2. Beban Keuangan Negara Setiap 1 GW (gigawaX) pembangkit listrik yang masuk melalui skema Power Wheeling diperkirakan akan menambah beban biaya hingga Rp 3,44 triliun (biaya ToP + Backup cost), yang akan semakin memberatkan keuangan negara.

Dampak akumulatif hingga 2030 diperkirakan akan meningkatkan beban Take or Pay (ToP) dari Rp 317 triliun menjadi Rp 429 triliun, atau terjadi kenaikan sebesar Rp 112 triliun.

Dampak Hukum

1. Kontradiksi dengan UU No. 20 Tahun 2022. Power Wheeling merupakan implementasi dari skema MBMS yang melibatkan unbundling.

Namun, hal ini bertentangan dengan UU No. 20 Tahun 2022 yang telah dibatalkan oleh Mahkamah Konstitusi pada tahun 2004.

2. Mereduksi Peran Negara. Skema ini juga akan menciptakan Kompetisi di pasar penyediaan tenaga listrik untuk kepentingan umum, yang berpotensi mengurangi peran negara dalam menjaga kepentingan umum di sektor ketenagalistrikan.

3. Potensi Sengketa. Power Wheeling dapat memicu perselisihan terkait harga, losses, frekuensi, dan volume yang dapat berdampak pada terhentinya pasokan listrik (blackout) dan merugikan masyarakat luas.

Dampak Teknis

1. Memperparah Oversupply. Saat ini, sistem ketenagalistrikan di Jawa dan Bali telah mengalami oversupply.

Penerapan Power Wheeling berpotensi memperburuk kondisi ini, terutama karena pembangkit yang menggunakan energi baru terbarukan (EBT) bersifat intermiten dan tidak stabil.

2. Meningkatkan Risiko Blackout. Power Wheeling yang bersumber dari EBT memerlukan spinning reserve tambahan untuk menjaga keandalan sistem, yang justru akan meningkatkan Biaya Pokok Produksi (BPP) dan harga jual listrik kepada konsumen.

Dampak Terhadap Ketahanan Energi.

1. Ketersediaan Akses Listrik. Dengan meningkatnya risiko blackout, jaminan pasokan listrik yang stabil semakin sulit dicapai. Hal ini dapat menghambat akses terhadap listrik yang andal bagi masyarakat.

2. Harga Listrik yang Tidak Terjangkau. Penambahan beban akibat skema ToP dan investasi untuk spinning reserve akan meningkatkan BPP, yang pada akhirnya membuat harga listrik melonjak dan membebani konsumen serta APBN.

3. Emisi Rendah.
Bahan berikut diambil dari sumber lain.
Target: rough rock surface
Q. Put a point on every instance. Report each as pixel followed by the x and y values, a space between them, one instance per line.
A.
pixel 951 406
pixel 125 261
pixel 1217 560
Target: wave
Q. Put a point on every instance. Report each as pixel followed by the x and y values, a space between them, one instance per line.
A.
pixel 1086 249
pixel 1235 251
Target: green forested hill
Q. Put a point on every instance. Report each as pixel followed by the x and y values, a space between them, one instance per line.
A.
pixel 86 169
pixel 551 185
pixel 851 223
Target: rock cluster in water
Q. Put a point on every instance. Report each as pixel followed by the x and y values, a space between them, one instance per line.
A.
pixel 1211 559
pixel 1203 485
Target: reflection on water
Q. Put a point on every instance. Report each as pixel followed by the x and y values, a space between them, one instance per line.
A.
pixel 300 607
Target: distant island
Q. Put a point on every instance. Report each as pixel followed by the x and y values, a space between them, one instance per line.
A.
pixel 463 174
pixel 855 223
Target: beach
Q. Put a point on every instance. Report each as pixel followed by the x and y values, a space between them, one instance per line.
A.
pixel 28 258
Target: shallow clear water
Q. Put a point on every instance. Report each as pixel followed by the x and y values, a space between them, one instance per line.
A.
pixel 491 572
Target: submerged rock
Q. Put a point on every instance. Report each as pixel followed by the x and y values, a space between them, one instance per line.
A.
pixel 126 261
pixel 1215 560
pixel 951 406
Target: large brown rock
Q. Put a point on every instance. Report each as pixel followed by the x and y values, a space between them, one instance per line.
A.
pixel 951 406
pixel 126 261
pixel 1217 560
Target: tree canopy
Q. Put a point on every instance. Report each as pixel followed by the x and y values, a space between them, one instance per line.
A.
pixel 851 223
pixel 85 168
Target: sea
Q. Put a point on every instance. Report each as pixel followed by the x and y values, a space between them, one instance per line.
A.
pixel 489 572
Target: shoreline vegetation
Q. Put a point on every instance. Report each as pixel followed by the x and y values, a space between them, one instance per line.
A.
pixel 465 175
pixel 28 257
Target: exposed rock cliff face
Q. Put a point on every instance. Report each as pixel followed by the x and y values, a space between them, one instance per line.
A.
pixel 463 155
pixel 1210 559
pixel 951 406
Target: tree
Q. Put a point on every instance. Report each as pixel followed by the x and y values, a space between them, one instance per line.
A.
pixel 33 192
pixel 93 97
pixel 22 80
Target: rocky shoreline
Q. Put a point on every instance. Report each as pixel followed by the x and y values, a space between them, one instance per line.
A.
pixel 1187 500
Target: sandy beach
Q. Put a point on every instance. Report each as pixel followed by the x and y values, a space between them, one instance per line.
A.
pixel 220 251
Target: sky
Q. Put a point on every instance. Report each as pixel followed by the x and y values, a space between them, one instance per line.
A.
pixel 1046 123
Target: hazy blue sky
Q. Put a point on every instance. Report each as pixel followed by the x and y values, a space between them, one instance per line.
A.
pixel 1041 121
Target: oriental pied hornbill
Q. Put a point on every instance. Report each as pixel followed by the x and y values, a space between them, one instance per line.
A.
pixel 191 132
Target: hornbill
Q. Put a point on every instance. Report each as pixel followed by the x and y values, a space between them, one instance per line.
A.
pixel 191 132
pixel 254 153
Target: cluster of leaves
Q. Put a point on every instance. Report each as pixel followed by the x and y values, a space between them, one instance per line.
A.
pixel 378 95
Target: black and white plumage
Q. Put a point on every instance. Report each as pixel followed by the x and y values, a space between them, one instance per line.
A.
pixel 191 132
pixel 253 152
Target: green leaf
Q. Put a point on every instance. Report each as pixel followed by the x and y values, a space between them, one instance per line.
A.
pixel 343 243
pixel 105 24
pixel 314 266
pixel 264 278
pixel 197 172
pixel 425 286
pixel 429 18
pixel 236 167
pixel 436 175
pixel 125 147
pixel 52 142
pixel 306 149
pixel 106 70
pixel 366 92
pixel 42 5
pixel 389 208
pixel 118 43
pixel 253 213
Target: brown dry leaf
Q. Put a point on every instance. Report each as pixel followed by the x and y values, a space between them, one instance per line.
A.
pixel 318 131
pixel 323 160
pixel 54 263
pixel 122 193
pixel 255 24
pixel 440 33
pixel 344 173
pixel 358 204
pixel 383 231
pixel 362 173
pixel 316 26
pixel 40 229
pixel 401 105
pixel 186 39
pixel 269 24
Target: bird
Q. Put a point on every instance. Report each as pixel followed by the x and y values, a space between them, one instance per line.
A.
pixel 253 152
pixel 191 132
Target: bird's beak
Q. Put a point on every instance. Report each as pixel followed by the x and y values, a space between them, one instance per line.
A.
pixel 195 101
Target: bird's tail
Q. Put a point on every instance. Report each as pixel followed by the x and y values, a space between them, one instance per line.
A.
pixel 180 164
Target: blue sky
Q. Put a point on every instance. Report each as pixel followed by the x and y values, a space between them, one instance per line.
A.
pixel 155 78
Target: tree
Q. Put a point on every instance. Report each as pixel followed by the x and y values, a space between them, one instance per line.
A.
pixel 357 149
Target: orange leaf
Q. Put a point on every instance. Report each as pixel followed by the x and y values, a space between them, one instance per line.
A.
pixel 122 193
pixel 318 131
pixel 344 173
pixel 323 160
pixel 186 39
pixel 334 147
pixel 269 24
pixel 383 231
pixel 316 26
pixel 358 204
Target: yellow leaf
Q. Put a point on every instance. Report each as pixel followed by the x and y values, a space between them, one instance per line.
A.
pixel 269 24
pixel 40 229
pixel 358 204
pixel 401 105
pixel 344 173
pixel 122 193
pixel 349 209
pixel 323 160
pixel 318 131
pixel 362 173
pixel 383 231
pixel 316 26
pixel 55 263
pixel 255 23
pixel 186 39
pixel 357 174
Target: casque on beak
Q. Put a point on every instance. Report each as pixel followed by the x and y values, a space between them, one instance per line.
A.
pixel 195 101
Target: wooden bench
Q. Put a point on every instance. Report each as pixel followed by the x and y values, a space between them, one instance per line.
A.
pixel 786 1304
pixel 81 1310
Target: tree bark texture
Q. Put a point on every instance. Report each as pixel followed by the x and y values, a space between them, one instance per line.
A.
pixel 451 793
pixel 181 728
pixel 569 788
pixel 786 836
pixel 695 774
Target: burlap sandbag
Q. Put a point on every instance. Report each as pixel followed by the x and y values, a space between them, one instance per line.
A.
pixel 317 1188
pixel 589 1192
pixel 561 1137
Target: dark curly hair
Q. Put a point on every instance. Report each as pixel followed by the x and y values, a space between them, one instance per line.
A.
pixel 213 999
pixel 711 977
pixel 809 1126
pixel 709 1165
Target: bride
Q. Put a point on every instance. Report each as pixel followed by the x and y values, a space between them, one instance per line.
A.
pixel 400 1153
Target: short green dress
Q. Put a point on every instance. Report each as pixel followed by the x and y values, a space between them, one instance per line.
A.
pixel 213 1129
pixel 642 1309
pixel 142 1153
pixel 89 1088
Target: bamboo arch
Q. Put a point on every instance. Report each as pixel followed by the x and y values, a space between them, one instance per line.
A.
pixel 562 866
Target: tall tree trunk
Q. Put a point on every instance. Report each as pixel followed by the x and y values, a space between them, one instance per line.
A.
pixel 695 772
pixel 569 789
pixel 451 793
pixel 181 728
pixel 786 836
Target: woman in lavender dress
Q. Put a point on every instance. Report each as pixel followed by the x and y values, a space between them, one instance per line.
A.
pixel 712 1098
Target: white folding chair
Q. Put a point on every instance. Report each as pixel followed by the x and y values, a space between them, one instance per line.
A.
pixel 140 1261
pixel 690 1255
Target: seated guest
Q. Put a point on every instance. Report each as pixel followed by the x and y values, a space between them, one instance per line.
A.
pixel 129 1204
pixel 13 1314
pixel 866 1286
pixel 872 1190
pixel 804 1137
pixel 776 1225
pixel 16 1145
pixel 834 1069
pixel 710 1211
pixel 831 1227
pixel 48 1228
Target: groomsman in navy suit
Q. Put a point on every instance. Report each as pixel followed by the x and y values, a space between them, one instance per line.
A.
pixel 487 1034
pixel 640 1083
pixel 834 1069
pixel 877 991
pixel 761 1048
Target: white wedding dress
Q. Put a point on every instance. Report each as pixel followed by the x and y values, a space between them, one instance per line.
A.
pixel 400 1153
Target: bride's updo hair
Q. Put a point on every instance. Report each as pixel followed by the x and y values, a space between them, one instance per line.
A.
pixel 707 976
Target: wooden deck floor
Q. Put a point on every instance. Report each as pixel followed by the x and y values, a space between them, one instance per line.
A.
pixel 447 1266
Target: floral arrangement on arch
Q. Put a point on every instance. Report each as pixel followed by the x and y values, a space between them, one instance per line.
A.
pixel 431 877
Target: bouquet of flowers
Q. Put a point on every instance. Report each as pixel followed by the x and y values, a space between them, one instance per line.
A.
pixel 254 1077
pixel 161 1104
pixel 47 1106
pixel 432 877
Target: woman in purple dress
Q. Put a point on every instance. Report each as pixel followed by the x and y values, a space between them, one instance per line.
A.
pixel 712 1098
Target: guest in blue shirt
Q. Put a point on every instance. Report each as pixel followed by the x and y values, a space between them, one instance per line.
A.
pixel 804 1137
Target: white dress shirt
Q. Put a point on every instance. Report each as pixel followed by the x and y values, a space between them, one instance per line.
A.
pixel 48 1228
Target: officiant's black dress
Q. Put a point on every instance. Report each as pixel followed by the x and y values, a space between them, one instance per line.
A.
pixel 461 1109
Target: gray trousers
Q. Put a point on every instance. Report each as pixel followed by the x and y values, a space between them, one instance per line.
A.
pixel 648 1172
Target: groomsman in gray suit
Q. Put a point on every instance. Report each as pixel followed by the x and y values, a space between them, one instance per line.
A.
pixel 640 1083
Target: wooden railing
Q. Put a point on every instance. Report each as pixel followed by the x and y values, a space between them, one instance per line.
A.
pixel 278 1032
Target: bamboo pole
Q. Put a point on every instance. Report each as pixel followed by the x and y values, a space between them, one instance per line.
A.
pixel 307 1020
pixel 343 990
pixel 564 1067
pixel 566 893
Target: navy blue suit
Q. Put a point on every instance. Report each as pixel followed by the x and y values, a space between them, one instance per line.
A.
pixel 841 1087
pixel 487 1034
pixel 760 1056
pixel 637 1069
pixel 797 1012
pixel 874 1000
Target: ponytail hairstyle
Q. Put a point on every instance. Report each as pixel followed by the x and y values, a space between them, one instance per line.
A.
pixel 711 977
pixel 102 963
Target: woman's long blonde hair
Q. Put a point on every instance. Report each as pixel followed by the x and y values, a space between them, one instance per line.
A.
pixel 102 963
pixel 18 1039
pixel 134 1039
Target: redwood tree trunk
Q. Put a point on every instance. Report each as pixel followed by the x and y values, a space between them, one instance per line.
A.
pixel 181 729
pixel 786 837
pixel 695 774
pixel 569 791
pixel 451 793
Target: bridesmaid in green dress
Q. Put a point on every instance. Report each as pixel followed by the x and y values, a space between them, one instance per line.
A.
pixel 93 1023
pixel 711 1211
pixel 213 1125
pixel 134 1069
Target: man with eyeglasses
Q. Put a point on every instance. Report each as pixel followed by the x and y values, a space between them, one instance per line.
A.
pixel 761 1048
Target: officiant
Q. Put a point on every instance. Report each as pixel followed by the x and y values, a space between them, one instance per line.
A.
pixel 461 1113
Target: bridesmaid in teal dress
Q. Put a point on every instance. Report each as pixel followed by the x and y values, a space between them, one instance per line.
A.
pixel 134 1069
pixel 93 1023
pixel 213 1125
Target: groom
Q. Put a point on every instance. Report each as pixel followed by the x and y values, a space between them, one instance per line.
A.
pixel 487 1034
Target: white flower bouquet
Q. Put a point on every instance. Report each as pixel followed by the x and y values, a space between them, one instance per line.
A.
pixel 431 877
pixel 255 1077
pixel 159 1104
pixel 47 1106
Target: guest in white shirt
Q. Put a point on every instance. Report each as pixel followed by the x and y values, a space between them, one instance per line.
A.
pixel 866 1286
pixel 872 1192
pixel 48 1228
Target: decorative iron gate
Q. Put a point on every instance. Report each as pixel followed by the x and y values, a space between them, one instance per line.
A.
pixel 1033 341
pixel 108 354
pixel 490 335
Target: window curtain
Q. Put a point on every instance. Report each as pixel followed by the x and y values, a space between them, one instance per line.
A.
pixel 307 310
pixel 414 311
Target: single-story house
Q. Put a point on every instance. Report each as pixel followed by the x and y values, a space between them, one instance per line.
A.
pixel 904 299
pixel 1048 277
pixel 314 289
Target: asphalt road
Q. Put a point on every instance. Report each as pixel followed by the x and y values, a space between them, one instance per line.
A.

Dengan prioritas Rencana Umum Penyediaan Tenaga Listrik (RUPTL) 2021-2030 pada pembangunan pembangkit EBT sebesar 51,6%, tidak ada urgensi untuk menerapkan Power Wheeling.

Hal ini sesuai dengan rencana Net Zero Emission 2060 tanpa menambah risiko dari berbagai aspek.

Konsep Power Wheeling juga  dikhawatirkan akan digunakan dalam skema liberalisasi penyediaan listrik untuk kepentingan umum, yang pada akhirnya berpotensi melanggar Pasal 33 ayat (2) UUD 1945, di mana cabang-cabang produksi yang penting bagi negara dan menguasai hajat hidup orang banyak harus dikuasai oleh negara.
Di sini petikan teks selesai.